Confidence has finally returned to the retail sector, Deloitte’s Christmas Retailers Survey shows.
But it is more the knowledge of surviving the shopping season rather than a thrilling goods-flying-out-the-door bonanza Christmas.
The 60 retail sector senior executives surveyed by Deloitte expect a rise in overall sales but margins will remain flat.
Deloitte’s retail forecast report, called ‘Salvaging a tough year’, says this year has been patchy for retail sales, stepping down on average from the 2012 performance.
That’s true for the Australian economy as a whole which continues to work through a transition from resources project construction as a growth driver to other areas.
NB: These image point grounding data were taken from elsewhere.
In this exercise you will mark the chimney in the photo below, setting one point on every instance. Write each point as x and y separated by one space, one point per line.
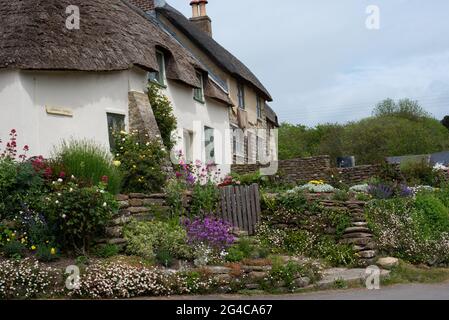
145 5
200 17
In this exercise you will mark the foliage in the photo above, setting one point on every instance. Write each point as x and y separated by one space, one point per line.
106 250
141 161
205 199
341 195
77 213
445 122
88 162
410 230
118 280
46 253
395 131
14 249
26 279
404 108
245 248
212 231
148 239
287 273
175 191
163 113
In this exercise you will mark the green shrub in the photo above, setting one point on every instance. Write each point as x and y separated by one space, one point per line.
88 162
163 113
434 217
205 199
46 253
335 254
341 195
418 173
141 161
14 249
146 239
106 250
404 231
77 213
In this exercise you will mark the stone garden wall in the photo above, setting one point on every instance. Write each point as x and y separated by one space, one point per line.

Deloitte points to good news flowing from low interest rates and a lower dollar: house prices improving; consumer confidence up; signs of better credit growth.
“Australia’s retail sector is likely to end 2013 in better shape than was seen during the middle of the year. But it still may be Christmas 2014 that brings a smile to retailers’ faces, rather than this year.”
Real (inflation-adjusted) retail sales growth is forecast to record a gain of 2.2% for calendar 2013, moving up to gains of 2.7% in 2014, and 3.3% in 2015 (supported by stronger wage gains).
The Northern Territory and Queensland currently lead the way with the strongest retail growth, supported by major resources construction projects which still have some time to completion.
However, retail growth out of Western Australia is slipping with its relatively greater exposure to minerals rather than gas projects, as mining companies try to reduce costs fast.
NSW retail has performed better than the national average as surging house prices have some spillover to more retail spending.
While a slowdown in resources project construction over the next few years will hurt, WA and Queensland should still see the strongest average retail growth.
Deloitte conducted the second edition of the Christmas Retailers’ Survey in September 2013.